Python: fastest way to check if a string matches a simple pattern
1. Context
In a python program, I want to see if it is possible to speed up checking for a list of string given a specific format.
In particular, I want to check a string such that:
-
the first character should be an ascii letter (lowercase or uppercase) or a digit;
-
any other character after that should be an ascii letter, a digit or any of
_. ():/,@[]
;
The constrain being to only use python standard library.
1.1. Timing it
First, I need a small decorator to be able to time a given function:
TIMINGS = {}
def timing(f):
"""Decorator to time functions"""
@functools.wraps(f)
def wrap(*args, **kw):
start = time.perf_counter()
try:
return f(*args, **kw)
finally:
end = time.perf_counter()
name = f.__name__
delta = end - start
delta_milliseconds = round(delta * 1000)
values = TIMINGS.get(name, [])
values.append(delta_milliseconds)
TIMINGS[name] = values
return wrap
def print_timings():
import statistics
for k, v in TIMINGS.items():
print(f"{k} took {round(statistics.mean(v), 3)}±{round(statistics.stdev(v), 3)} ms")
1.2. Generate data
Second, a way to generate some random data:
def random_word(length: int) -> str:
letters = string.ascii_lowercase + string.ascii_uppercase
return "".join(random.choice(letters) for i in range(length))
@timing
def generate(length: int) -> list[str]:
output = []
for _ in range(0, length):
output.append(random_word(80))
return output
1.3. First idea: use a regular expression
At first glance, the problem really looks like a regexp:
@timing
def with_regex(data: list[str]):
regexp = r"^[a-z0-9A-Z][a-z0-9A-Z\-_. ():/,@\[\]]*$"
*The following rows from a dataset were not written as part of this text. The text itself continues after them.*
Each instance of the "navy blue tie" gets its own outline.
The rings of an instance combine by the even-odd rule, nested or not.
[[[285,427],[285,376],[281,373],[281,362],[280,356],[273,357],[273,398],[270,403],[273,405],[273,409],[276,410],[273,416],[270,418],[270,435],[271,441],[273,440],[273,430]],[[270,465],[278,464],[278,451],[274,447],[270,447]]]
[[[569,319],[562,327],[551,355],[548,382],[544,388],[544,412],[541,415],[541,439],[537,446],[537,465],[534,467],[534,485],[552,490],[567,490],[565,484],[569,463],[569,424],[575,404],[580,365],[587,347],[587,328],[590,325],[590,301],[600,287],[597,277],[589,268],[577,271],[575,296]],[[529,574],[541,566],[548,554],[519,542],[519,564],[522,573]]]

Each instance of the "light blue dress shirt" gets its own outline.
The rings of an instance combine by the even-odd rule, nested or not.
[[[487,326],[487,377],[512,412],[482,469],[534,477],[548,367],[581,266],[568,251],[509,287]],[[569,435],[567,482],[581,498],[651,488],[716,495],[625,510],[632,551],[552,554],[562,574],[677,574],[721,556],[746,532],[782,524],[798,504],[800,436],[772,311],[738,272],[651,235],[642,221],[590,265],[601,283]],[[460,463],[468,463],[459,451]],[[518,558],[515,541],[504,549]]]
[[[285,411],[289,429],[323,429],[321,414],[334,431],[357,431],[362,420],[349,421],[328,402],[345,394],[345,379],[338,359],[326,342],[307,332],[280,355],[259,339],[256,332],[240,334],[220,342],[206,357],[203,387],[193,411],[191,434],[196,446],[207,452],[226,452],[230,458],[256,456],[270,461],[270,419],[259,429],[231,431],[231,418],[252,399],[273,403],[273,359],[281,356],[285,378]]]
re_name = re.compile(regexp)
for item in data:
if re.fullmatch(re_name, item):
continue
1.4. Second idea: set of characters + loop on each character
Another way to do that, would be by creating a set of characters that are valid, and then loop over each character of the string, and check if the character belongs to that set:
@timing
def with_sets(data: list[str]):
first_char = set(string.ascii_lowercase
+ string.ascii_uppercase
+ string.digits)
second_char = set(string.ascii_lowercase
+ string.ascii_uppercase
+ string.digits +
"\\-_. ():/,@[]")
for item in data:
if item[0] not in first_char:
continue
for i in item[1:]:
if i not in second_char:
break
1.5. Third idea: compare the numeric value of the char in the ascii table
ASCII has a peculiarity: letters and numbers are part of a range of numbers, and if we convert a character to its numerical representation, we can then compare it against the range that matches our character classes:
@timing
def with_ord(data: list[str]):
for item in data:
first_char = ord(item[0])
if not (
(48 <= first_char <= 57)
or (65 <= first_char <= 90)
or (97 <= first_char <= 122)
):
continue
for c in item[1:]:
i = ord(c)
if not (
(44 <= i <= 58)
or (64 <= i <= 93)
or (97 <= i <= 122)
or (i == 32)
or (i == 40)
or (i == 41)
):
break
1.6. Fourth idea: use strings as bytes
Instead of transforming a character to a numerical value, we can make use of all the operations on bytes in the standard library.
In particular, .translate
which allows us to remove all characters not matching
our classes, and checking if any characters remain:
@timing
def with_bytes(data: list[str]):
first_char = set(
bytes(string.ascii_lowercase, "ascii")
+ bytes(string.ascii_uppercase, "ascii")
+ bytes(string.digits, "ascii")
)
first_char = bytes(first_char)
second_char = set(
bytes(string.ascii_lowercase, "ascii")
+ bytes(string.ascii_uppercase, "ascii")
+ bytes(string.digits, "ascii")
+ "\\-_. ():/,@[]".encode("ascii", "ignore")
)
second_char = bytes(second_char)
for item in data:
if item[0].encode("ascii", "ignore").translate(None, first_char) != b"":
continue
if item.encode("ascii", "ignore").translate(None, second_char) != b"":
continue
1.7. A way to run everything
I run those multiple times in a row, and print the results:
if __name__ == "__main__":
for _ in range(0, 10):
data = generate(10_000_000)
with_regex(data)
with_sets(data)
with_ord(data)
with_bytes(data)
print_timings()
2. Performance
Results in milliseconds (ms) with standard deviation:
Solution |
Python 3.10 (ms±sd) |
Python 3.11 (ms±sd) |
with_regex |
9 362±202 |
9 535±128 |
with_sets |
19 505±333 |
14 460±190 |
with_ord |
87 463±1 850 |
43 629±544 |
with_bytes |
4 208±81 |
3 571±61 |
You can run this yourself with bench.py.